第12章 夏合宿スタート
打撃練習、守備練習。
投手陣の守備練習。
各ポジョンに別れての練習。
「御幸くん、新しいボールここ置いとくよ」
送球練習をネットに向かってやっている御幸くんにそう声をかけた。
「ボール渡しする?」
「頼む。丹波さんに振られちゃったから、もうちょっと送球練習しとく」
「丹波さんの気迫がすごいよね、ビシビシ伝わってくる。」
「後ろから追いかけられるプレッシャーはまぁ怖いから」
ダラダラ練習をしてるのではなくて、個々が目的を持って練習に取り組んでいる。
「舞!そろそろご飯の準備しよ」
「はーい。

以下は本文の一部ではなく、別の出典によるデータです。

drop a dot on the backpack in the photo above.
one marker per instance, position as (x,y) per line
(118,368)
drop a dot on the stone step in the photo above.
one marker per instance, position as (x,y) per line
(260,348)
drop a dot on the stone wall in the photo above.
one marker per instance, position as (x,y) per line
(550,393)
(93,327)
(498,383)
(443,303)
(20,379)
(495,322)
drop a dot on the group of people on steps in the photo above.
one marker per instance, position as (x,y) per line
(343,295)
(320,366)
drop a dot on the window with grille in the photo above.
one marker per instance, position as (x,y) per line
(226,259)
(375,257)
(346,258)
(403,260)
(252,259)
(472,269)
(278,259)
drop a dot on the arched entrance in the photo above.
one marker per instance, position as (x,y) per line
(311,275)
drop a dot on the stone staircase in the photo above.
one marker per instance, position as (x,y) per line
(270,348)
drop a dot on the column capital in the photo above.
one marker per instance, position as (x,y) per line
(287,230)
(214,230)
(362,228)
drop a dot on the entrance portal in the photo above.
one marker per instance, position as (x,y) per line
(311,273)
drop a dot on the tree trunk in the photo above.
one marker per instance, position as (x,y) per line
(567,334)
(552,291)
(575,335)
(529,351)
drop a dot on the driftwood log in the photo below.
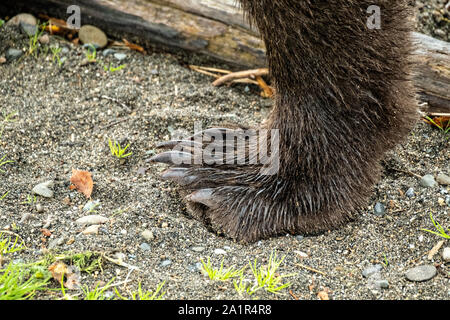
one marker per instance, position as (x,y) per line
(217,28)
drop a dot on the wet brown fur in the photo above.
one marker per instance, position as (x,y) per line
(343,99)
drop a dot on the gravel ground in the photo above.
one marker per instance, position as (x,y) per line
(63,122)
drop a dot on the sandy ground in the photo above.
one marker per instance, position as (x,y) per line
(63,122)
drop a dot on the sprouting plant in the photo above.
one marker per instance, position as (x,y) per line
(3,162)
(110,68)
(439,125)
(117,151)
(220,274)
(33,39)
(91,53)
(4,196)
(20,282)
(55,53)
(145,295)
(97,293)
(441,231)
(8,246)
(267,278)
(29,200)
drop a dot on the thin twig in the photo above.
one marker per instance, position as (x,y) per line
(310,269)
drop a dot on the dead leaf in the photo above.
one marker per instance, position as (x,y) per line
(82,181)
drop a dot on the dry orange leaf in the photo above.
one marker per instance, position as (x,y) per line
(82,181)
(133,46)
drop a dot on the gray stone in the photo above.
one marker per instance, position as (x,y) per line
(421,273)
(427,181)
(147,235)
(443,179)
(108,52)
(369,271)
(12,54)
(379,209)
(43,189)
(22,17)
(166,263)
(446,254)
(410,193)
(92,35)
(120,56)
(28,29)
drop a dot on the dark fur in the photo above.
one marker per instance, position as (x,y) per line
(343,99)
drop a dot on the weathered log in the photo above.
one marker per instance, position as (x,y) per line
(216,28)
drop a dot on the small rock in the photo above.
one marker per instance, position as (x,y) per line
(56,242)
(166,263)
(91,205)
(220,251)
(28,29)
(42,189)
(147,235)
(410,193)
(44,39)
(427,181)
(446,254)
(369,271)
(92,35)
(91,229)
(39,208)
(195,267)
(22,17)
(108,52)
(12,54)
(421,273)
(379,209)
(443,179)
(120,56)
(92,219)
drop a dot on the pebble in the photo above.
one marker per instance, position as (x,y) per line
(91,229)
(22,17)
(372,270)
(220,251)
(91,205)
(195,267)
(92,219)
(198,249)
(92,35)
(421,273)
(43,189)
(443,179)
(108,52)
(427,181)
(410,193)
(446,254)
(147,235)
(379,209)
(39,208)
(56,242)
(166,263)
(12,54)
(120,56)
(44,39)
(28,29)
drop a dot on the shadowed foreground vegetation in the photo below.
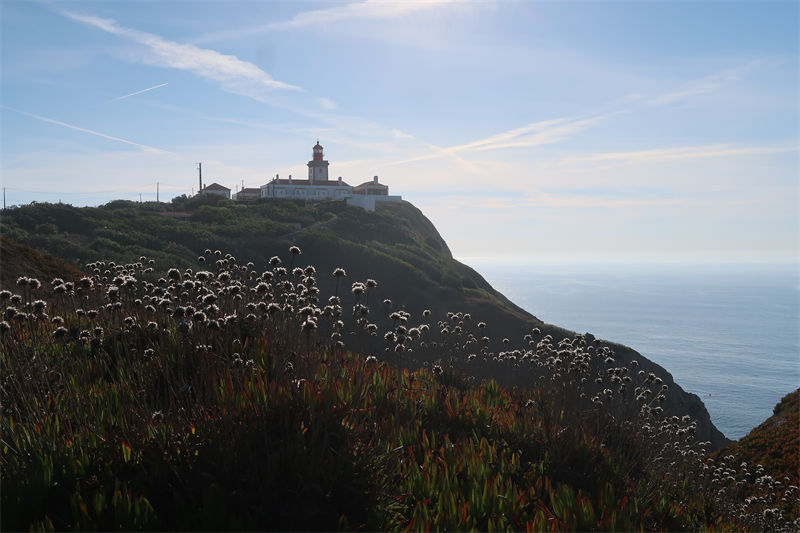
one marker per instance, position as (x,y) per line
(238,398)
(396,244)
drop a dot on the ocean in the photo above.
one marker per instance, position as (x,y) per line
(728,333)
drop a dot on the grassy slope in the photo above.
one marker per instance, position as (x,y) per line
(775,444)
(245,428)
(396,245)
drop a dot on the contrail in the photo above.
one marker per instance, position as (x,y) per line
(137,92)
(78,128)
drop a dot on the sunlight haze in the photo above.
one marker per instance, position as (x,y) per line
(523,130)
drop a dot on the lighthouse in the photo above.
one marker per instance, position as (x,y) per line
(317,167)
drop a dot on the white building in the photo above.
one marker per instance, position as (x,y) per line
(319,187)
(316,187)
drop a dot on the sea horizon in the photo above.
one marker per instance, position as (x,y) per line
(726,331)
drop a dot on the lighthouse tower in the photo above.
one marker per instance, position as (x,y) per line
(317,167)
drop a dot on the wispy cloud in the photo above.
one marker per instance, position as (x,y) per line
(138,92)
(707,84)
(326,103)
(547,200)
(677,153)
(143,147)
(534,134)
(233,74)
(366,10)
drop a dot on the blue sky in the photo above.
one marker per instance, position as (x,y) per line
(524,130)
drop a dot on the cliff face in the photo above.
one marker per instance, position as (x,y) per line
(395,245)
(775,444)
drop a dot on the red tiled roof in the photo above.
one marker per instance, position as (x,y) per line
(329,183)
(368,183)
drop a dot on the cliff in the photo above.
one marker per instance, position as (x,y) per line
(395,245)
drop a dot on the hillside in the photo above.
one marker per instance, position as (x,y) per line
(236,397)
(774,445)
(396,245)
(20,260)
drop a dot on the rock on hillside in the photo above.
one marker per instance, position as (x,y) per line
(395,245)
(19,260)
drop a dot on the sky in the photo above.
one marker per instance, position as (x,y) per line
(526,131)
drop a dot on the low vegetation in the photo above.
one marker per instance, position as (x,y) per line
(229,396)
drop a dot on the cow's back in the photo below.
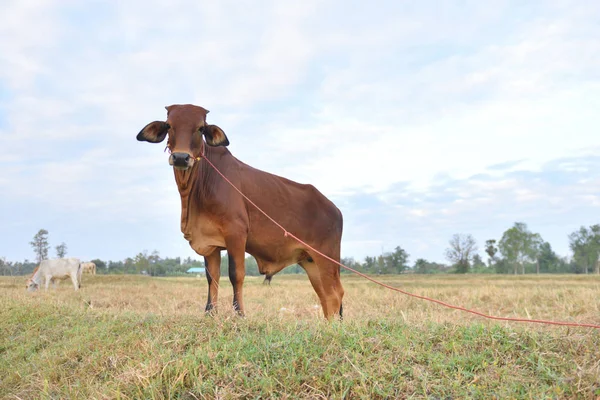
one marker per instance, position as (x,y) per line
(59,267)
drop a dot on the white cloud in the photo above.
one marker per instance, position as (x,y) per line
(386,97)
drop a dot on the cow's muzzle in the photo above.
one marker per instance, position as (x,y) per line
(181,161)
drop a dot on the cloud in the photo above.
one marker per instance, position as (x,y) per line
(418,124)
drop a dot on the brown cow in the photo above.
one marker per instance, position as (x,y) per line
(215,217)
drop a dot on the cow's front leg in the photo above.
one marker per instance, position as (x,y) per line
(213,274)
(237,271)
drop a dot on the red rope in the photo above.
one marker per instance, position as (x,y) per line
(288,234)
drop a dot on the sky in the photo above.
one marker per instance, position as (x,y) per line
(419,120)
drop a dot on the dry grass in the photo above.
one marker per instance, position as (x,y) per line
(141,337)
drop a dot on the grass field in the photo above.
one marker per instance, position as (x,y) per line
(127,337)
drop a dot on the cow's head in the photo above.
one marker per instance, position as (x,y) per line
(185,125)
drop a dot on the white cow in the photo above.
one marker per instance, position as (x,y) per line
(56,270)
(89,267)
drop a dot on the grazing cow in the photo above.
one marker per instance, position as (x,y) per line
(215,217)
(89,267)
(55,270)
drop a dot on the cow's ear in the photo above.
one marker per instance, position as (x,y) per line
(215,136)
(154,132)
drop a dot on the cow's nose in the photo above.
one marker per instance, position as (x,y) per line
(180,160)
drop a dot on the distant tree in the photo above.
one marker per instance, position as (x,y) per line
(5,267)
(519,245)
(535,248)
(585,245)
(350,262)
(548,261)
(61,250)
(395,262)
(423,266)
(40,245)
(461,251)
(478,264)
(370,264)
(491,250)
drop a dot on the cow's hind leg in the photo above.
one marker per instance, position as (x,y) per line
(213,274)
(324,276)
(75,281)
(237,272)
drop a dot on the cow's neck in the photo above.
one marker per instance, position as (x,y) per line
(195,187)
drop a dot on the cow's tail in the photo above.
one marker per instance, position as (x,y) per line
(79,274)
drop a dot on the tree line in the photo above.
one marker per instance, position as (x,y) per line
(518,251)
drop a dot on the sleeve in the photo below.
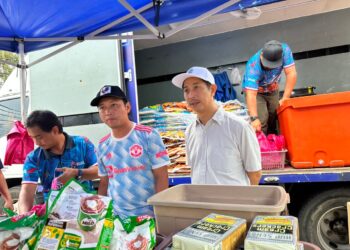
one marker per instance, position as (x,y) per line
(187,137)
(250,150)
(287,56)
(102,171)
(30,169)
(157,151)
(252,75)
(90,153)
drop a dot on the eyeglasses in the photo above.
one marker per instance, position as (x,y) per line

じゃね、私いってくる。」
「梅干しとおかか入れといて。」
「ラジャー!」
100人近くに行き渡る様におにぎりを握る。
あとは、からあげとかバナナとか。
お味噌汁もマネージャーみんなで作った。
倉持くんが悪い顔して、沢村くんにもっと食えと言ってる。
「吐いちゃうね…」
「あいつが、先輩じゃなくて良かったー」
夜は、ポール間ダッシュ20本。
インターバル90秒。
ベースランニング100本。
1年生3人は、本当にきつそうだ。
最後にグラウンド20周。
ランニングが終わる前に、アイシングの用意しとこ。
ランニングが終わったら1年生からは笑顔が消えた。
朝練のメニューはトスバッティング200球、ノックに、ランニング。
朝食まてにも、身体をいじめ抜く。
「沢村、小湊、降谷には大盛りついで」
「吐いちゃうよ!」
「それでも!食っとかなきゃ合宿中持たねぇんだから。」
ニヒヒと意地悪に笑う倉持くんと御幸くん。
ふたりの分も大盛りにしといた。
3日目くらいから1年生と上級生に差が出始める。
最後のランニングにもついていけてないな…
「舞ちゃん、おつかれ」
「そっちこそおつかれさま。なに?氷?テーピング?」
「まだマネ室にいる?匿って。
哲さんに将棋の相手させられるし、純さんにはマッサージさせられるし
俺の部屋たまり場になってんの。早く寝てぇってのに、みんな元気有り余ってる」
お風呂あがりの御幸くんが髪の毛をタオルで拭きながらやってきた。